My generation feared zombies or a rogue vampire underground would take us down. A giant meteor could also fall from the sky and leave us buried in ash and dust for twenty years. The end could arrive as viral maybe…an influenza mutation pandemic on steroids to the likes of what we’ve never seen. A lethal attack on the power grid and water supply could add to the misery quite effectively, or a quick and dirty suitcase nuke, getting the end started even quicker…and bringing with it the loud bang and smoke plume we’ve all come to expect. The boom would come first, and then the mushroom cloud would rise as the heat and the pressure wave moved across the landscape. We’d all seen it in the movies; therefore, we thought we knew how it would all play out.
We’re all too lazy and watch way too much television, I sometimes reason. And we believe too quick and in too much muck. All those cheesy disaster movies that tried so hard to make it all seem real and so utterly possible couldn’t all be right. Could they? The theatrical crap coming out of Hollywood couldn’t all be right. Could it?

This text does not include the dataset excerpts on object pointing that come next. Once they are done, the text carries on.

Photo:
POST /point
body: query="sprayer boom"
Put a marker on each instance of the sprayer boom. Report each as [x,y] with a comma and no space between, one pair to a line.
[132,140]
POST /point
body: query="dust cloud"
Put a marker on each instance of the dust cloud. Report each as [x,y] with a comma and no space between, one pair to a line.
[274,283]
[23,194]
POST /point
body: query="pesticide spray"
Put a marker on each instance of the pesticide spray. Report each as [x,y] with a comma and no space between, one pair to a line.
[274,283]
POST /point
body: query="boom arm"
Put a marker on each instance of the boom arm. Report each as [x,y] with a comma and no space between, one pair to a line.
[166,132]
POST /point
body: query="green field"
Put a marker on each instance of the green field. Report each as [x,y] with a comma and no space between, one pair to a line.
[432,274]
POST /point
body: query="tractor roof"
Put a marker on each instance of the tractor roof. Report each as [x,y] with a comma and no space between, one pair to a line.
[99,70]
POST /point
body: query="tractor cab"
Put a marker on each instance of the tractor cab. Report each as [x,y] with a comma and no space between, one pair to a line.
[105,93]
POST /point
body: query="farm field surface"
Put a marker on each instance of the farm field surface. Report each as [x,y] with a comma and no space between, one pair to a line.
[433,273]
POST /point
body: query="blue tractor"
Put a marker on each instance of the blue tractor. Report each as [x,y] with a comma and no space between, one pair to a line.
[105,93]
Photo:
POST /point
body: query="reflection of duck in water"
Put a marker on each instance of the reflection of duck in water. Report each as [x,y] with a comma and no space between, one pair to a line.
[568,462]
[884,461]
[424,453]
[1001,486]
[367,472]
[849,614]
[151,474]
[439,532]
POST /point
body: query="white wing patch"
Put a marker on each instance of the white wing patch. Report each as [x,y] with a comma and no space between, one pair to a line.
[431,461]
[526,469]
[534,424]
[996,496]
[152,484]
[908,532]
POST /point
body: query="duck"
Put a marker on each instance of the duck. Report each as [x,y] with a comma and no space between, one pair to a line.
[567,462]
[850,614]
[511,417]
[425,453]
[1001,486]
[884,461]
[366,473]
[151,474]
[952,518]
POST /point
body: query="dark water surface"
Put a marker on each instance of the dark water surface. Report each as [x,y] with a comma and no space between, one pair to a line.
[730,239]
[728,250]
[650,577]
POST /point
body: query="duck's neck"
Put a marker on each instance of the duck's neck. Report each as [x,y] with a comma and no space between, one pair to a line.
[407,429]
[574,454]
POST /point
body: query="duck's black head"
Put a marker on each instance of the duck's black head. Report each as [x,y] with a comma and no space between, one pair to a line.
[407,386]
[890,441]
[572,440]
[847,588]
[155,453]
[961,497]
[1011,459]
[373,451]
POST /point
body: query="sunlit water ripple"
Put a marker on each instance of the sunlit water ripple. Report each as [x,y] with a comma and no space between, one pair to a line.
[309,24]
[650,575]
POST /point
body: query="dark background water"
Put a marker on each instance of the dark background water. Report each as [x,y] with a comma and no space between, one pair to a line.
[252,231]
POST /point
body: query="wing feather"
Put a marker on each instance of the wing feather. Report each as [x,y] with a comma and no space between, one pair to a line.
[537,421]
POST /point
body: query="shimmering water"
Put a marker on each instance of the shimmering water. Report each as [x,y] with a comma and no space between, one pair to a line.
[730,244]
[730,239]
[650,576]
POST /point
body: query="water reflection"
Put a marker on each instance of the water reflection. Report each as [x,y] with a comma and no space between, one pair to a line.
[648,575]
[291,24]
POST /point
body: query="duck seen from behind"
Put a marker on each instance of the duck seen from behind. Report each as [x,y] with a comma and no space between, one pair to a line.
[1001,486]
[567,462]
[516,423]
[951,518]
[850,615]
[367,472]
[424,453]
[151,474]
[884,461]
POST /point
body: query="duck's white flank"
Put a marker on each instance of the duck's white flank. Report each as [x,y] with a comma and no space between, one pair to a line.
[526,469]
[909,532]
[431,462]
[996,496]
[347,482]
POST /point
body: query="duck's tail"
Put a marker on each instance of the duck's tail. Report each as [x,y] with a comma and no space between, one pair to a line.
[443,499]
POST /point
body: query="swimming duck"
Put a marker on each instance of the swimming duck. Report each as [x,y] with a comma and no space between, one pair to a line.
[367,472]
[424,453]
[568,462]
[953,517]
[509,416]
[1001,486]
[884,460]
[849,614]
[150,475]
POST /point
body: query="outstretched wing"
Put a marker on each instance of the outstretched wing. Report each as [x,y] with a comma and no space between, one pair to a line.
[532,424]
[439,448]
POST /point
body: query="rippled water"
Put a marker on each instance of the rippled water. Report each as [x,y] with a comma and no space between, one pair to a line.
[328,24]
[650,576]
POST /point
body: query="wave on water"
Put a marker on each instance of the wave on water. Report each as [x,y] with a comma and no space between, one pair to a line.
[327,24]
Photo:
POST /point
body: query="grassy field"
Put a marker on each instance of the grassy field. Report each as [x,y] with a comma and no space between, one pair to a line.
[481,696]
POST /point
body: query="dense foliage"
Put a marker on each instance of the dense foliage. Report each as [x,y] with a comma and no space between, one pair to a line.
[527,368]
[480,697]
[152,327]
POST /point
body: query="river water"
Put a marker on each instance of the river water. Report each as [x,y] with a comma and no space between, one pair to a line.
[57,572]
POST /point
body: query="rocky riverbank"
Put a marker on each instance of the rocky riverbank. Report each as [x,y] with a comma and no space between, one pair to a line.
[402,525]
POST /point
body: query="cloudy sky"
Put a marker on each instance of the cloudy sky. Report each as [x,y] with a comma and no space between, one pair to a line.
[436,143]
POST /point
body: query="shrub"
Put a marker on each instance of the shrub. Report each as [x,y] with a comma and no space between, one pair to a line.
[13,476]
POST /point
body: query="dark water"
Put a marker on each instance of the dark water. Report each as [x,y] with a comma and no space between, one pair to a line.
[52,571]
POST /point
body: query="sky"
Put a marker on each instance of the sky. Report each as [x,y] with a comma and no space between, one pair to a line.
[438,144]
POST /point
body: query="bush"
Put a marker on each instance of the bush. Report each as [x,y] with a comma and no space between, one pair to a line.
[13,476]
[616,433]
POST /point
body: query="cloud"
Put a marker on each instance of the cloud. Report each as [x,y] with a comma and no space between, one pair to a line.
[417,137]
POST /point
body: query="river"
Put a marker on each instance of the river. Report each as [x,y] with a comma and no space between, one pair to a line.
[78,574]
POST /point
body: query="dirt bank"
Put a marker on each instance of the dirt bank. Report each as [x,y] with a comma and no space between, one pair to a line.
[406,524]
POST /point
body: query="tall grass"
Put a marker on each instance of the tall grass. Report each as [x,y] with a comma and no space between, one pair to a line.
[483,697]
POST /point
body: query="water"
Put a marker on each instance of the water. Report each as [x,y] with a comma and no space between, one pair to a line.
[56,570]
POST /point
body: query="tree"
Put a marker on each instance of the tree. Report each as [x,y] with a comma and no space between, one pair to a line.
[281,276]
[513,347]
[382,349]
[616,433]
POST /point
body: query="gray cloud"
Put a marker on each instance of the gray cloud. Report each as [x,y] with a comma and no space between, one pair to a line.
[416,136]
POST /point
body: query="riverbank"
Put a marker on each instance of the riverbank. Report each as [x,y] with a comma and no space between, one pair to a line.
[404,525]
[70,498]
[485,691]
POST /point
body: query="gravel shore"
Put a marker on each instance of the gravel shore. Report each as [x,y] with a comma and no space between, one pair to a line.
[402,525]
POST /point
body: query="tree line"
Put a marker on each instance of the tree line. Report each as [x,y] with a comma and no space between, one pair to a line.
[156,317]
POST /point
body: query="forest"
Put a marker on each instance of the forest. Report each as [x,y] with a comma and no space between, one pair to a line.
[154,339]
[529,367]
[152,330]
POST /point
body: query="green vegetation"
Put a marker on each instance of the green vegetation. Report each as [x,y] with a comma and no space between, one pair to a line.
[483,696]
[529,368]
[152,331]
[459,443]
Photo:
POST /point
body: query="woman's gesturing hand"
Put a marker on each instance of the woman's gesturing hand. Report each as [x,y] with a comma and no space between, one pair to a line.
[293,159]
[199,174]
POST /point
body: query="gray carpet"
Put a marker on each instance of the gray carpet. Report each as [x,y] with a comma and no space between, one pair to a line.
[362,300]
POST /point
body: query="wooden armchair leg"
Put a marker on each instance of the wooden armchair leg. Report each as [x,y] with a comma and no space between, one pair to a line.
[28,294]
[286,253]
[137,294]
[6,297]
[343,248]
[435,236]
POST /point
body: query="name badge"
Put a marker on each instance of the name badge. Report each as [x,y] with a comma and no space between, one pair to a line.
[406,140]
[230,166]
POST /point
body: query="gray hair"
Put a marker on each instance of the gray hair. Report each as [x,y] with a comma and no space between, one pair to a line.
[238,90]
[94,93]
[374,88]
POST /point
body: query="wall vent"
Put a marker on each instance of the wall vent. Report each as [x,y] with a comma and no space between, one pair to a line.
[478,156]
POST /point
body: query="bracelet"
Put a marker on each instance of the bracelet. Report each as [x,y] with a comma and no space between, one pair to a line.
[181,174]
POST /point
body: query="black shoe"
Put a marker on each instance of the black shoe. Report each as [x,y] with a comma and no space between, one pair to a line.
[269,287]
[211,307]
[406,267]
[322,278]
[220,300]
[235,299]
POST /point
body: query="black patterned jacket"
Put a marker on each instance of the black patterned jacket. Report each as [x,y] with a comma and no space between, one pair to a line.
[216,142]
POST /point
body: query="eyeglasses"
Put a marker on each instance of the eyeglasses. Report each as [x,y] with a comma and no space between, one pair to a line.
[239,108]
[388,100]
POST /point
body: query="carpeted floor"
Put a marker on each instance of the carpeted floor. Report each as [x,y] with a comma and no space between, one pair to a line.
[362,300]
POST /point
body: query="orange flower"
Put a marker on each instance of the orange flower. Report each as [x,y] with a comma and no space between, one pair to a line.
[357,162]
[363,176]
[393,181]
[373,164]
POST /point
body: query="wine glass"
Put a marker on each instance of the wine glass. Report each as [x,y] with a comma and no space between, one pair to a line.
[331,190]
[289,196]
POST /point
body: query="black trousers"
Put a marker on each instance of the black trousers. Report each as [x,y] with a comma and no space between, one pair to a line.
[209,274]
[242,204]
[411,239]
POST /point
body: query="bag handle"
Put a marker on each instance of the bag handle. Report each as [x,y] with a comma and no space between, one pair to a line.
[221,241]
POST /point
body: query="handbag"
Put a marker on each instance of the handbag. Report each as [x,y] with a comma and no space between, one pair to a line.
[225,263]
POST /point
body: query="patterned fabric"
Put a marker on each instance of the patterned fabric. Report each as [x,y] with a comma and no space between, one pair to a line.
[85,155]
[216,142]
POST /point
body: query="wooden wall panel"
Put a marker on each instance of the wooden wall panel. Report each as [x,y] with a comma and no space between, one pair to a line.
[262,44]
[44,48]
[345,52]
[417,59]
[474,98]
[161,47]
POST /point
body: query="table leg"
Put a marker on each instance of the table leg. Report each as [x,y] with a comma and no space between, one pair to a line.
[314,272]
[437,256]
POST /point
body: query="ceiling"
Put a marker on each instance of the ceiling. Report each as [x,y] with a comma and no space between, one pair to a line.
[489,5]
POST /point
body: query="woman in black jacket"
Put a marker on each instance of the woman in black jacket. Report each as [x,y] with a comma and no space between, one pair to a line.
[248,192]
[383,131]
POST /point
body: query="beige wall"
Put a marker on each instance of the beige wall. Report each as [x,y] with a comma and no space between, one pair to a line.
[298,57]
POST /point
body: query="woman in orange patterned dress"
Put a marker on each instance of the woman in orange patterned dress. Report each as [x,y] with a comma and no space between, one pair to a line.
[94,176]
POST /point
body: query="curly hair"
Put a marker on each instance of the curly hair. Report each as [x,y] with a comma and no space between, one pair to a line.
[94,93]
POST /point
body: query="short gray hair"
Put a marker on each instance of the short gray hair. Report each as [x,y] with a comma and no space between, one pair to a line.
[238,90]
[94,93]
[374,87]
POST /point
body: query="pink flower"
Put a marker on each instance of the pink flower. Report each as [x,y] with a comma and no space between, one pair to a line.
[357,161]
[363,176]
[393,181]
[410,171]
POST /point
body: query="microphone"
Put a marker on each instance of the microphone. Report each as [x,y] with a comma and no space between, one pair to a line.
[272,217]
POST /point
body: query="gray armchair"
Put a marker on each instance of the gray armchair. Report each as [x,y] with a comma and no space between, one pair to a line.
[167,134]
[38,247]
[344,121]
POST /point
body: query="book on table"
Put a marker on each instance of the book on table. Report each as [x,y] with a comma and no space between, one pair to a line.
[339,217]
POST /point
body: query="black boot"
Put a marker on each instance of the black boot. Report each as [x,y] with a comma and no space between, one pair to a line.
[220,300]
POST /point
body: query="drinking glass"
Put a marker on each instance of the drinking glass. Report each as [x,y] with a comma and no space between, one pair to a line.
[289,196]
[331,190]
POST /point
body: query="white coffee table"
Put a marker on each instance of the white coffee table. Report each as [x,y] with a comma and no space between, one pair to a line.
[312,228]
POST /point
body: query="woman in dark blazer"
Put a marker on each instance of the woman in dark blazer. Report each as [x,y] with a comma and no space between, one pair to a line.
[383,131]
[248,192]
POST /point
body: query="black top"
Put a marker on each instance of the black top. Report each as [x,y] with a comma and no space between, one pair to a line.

I muse sometimes at all the certainty—regardless of the means—we somehow already knew the way it would end. The end would come from far away, from a place we didn’t understand. But the irony is: the so-called doomsday hit us out of nowhere, and that was because all the dots were already perfectly lined up by people we trusted.
I was only four when the Black Crash hit; I was too young to understand the concept of threat–whether from some exotic place far away or treason from within. And I was too young to know all the other buzzwords that are supposed to come with it…prevention, warning signs, red flags, and those dreadful triggers. I think people looked too hard for that rogue faraway nation to trigger our downfall. But even that was kept at a safe distance…out of sight, out of mind. By 2009, we’d already turned our attention away from the radical Islamic threats, and after admitting our guilt, we apologized for all our wrongdoings to the world. By 2011, we were handing over our sensitive technology and weaponry, pretending we were all friends in a new world order that no one truly believed in. All of these countries, of course, still hated us, even with all our careless moves. But all this didn’t matter; we never looked for the right warning signs, red flags, and triggers because we never suspected the real danger that lurked behind our stellar, ivory tower institutions. Our minds, our protective sides, wouldn’t allow us to see the truth. So it happened, quite easily I might add: the Black Crash was planned and carried out by people we trusted to watch our backs. They undermined us…right under our noses. At least that’s what my daddy always said.
I was midway through my freshman year of high school when the State Freedoms Act was passed. Many parts were written specifically to rein in government intervention in our private lives. Public reeducation was a major part of this roping in the schools, and again, my daddy said, it had to be that way or we’d simply implode. So with that doom in mind, reeducation statutes made teaching conservative views mandatory, and this, of course, placed lessons learned from the Black Crash at the top of the curriculum list. By the time I was a senior, a mandatory, nationwide test was given to ensure that everyone who graduated from high school understood basic conservative and constitutional beliefs. When I passed with flying colors, I wasn’t surprised. I would accept nothing less than a perfect score on such trivial, obvious matters.
My daddy taught me well, and simply told me from time to time, “Things have changed, Mary Catherine. Your life will be very different from ours.” I figured he just felt the need to father me. But the coddling generation had passed. My generation was never allowed to focus on silly things that didn’t matter…socialist, progressive ideals that placed us all in a pot of mediocre nothingness. We were told that a lot of hate and revenge was needed to dig us out, and my generation would one day be forced to dig too. All of this recovery was forced down our throats, and after a while, it started to make sense.
Every day in school, we were taught real-life lessons of the Black Crash…dangers of blindly espousing communal thought, loss of individual freedoms, embracing partisan politics, inept journalism, and a corrupt and oversized government. I left high school with my mind made up for me. The choice to not embrace the values of personal empowerment, competition, taking care of your own, ethics, fairness didn’t exist. We were all treated like we came from the old school…taught and led one way: to espouse what my daddy called an “old time saying” that seemed to resonate with everyone old and young, regardless of race or ethnicity: you snooze, you lose; you lose, too bad. No one will be there to catch you up; that’s what I was taught, and that’s what I believed.
After the Black Crash, my parents must have thought their small and safe world had been turned upside down. The shock and dismay was sure forced down my throat as often as possible, one warning at a time. But I could never understand why their “we’re-in-recovery-now” life was focused on teaching the youth their life lessons. When our teachers failed to get their points across, parents were there to push more on us and, of course, vice versa. And mine never let me down, one minute reminding me how they lost the American way and, in an instant 180-degree shift, stressing how future generations must never let it happen again.